Ganbarg recently signed Shannon Curfman, a 14-year-old whose bluesy style has been compared to that of Bonnie Raitt and Melissa Etheridge. Curfman's self-released recording, Loud Guitars, Big Suspicions, was selling about 500 copies a week in her hometown of Minneapolis when she was signed. "If it's blowing up, we'll find out," Ganbarg says. "I would rather artists go out and start a buzz and I call them, instead of them calling me."

Live performance is still a crucial component in getting signed in rock or alternative music, but not necessarily in the urban or pop genres. In fact, most A&R people admit that they see bands in the clubs only when necessary, usually when they're already interested in an act.

The Internet has blossomed into another tool for A&R people, so developing a Web site can serve as an important step toward getting signed, as is getting your music on other music-related sites. Most industry insiders surf the Net in search of new talent. Michael Caplan of Sony/Epic/550 regularly searches cyberspace for MP3 files, and he actually signed moe. after seeing 500 kids in a chat room discussing the band.

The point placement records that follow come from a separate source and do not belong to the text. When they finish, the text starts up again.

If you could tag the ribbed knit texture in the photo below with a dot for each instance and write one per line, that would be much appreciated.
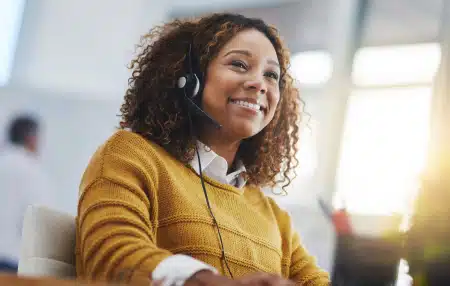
(139, 205)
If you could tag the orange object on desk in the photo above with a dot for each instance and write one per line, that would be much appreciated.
(341, 221)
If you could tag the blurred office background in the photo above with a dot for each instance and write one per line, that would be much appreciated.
(366, 70)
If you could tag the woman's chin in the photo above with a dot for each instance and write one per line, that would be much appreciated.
(245, 131)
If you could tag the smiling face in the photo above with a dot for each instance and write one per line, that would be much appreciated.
(242, 85)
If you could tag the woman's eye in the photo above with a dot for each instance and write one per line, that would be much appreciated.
(239, 64)
(273, 75)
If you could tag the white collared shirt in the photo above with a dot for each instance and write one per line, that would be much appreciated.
(176, 269)
(216, 167)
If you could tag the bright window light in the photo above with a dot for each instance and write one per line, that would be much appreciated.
(312, 68)
(10, 21)
(383, 149)
(396, 65)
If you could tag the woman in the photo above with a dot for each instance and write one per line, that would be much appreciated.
(209, 118)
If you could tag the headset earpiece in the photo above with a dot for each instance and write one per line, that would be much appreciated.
(190, 83)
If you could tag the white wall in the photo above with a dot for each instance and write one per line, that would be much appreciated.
(70, 70)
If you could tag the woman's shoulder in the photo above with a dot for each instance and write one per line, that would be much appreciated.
(124, 153)
(130, 140)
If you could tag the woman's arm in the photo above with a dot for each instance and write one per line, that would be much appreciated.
(115, 233)
(303, 269)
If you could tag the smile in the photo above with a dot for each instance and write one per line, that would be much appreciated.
(254, 106)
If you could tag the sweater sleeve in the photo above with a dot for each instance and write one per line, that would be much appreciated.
(116, 236)
(303, 269)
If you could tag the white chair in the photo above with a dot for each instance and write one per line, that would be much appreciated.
(48, 243)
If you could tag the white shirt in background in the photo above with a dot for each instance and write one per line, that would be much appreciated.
(22, 183)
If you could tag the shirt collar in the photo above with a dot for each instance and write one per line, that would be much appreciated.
(216, 167)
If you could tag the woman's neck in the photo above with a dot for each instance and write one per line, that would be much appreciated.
(222, 146)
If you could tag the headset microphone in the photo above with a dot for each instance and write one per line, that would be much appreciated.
(191, 85)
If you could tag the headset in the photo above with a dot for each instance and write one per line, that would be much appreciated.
(191, 84)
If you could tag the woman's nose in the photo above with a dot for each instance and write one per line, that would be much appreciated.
(256, 84)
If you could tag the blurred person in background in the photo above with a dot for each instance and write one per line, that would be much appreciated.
(22, 183)
(210, 117)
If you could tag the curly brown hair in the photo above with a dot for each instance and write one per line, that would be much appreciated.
(155, 109)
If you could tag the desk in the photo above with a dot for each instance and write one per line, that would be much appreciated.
(13, 280)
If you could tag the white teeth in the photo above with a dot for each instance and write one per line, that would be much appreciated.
(248, 104)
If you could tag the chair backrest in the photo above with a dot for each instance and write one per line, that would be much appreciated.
(48, 243)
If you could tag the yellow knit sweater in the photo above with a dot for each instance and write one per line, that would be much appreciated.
(138, 205)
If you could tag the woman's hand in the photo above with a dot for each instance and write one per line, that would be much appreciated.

Musicians will sometimes go to extreme and occasionally frightening lengths to get their music heard. Demos arrive at record companies with huge packages of bows, balloons, flowers, candy, T-shirts, and even women's panties. Some A&R men admit that they listen to the packages that include photos of naked women, particularly if the women are part of the group.

One manager went one step further, sending strippers to Andy Karp's Lava/Atlantic office as a special bonus incentive. "I sort of felt guilty not listening to it, and I was really uncomfortable with the fact that the strippers were here. The guy went to the expense of sending them, so the least I could do was listen to his tape. It definitely got my attention," he says. But the ploy failed. The music received a big thumbs-down.

An unusual promotional video recently arrived at Maverick Records. It featured a husband and wife singing a song while having sex. "They were both, unfortunately, kind of scary, so that didn't work for me," says Michael Taylor, Maverick's New York A&R rep.

Sometimes the delusional even get violent. Nile Rodgers once had a gun pulled on him at a music-industry seminar. "I've had to call private detectives and the FBI more than a few times," Rodgers says.

The bottom of the barrel, the place an artist least wants to wind up, is the dreaded Wall of Shame. Some of the photos that arrive at record companies immediately sink to the bottom of the heap. Bulletin boards and walls behind doors display the worst of the worst, which range from inappropriate and freakish to the downright bizarre and surreal. What could the devil worshiper possibly have been thinking when he sent his naked picture to a major record label?

Because their jobs force them to listen to some pretty horrible music, some A&R people gleefully share their amusing - and sometimes horrifying - finds with their peers and visitors.

So before you act on your bright idea for grabbing the attention of that A&R person, remember the Wall of Shame - lest you join the legion of rejects.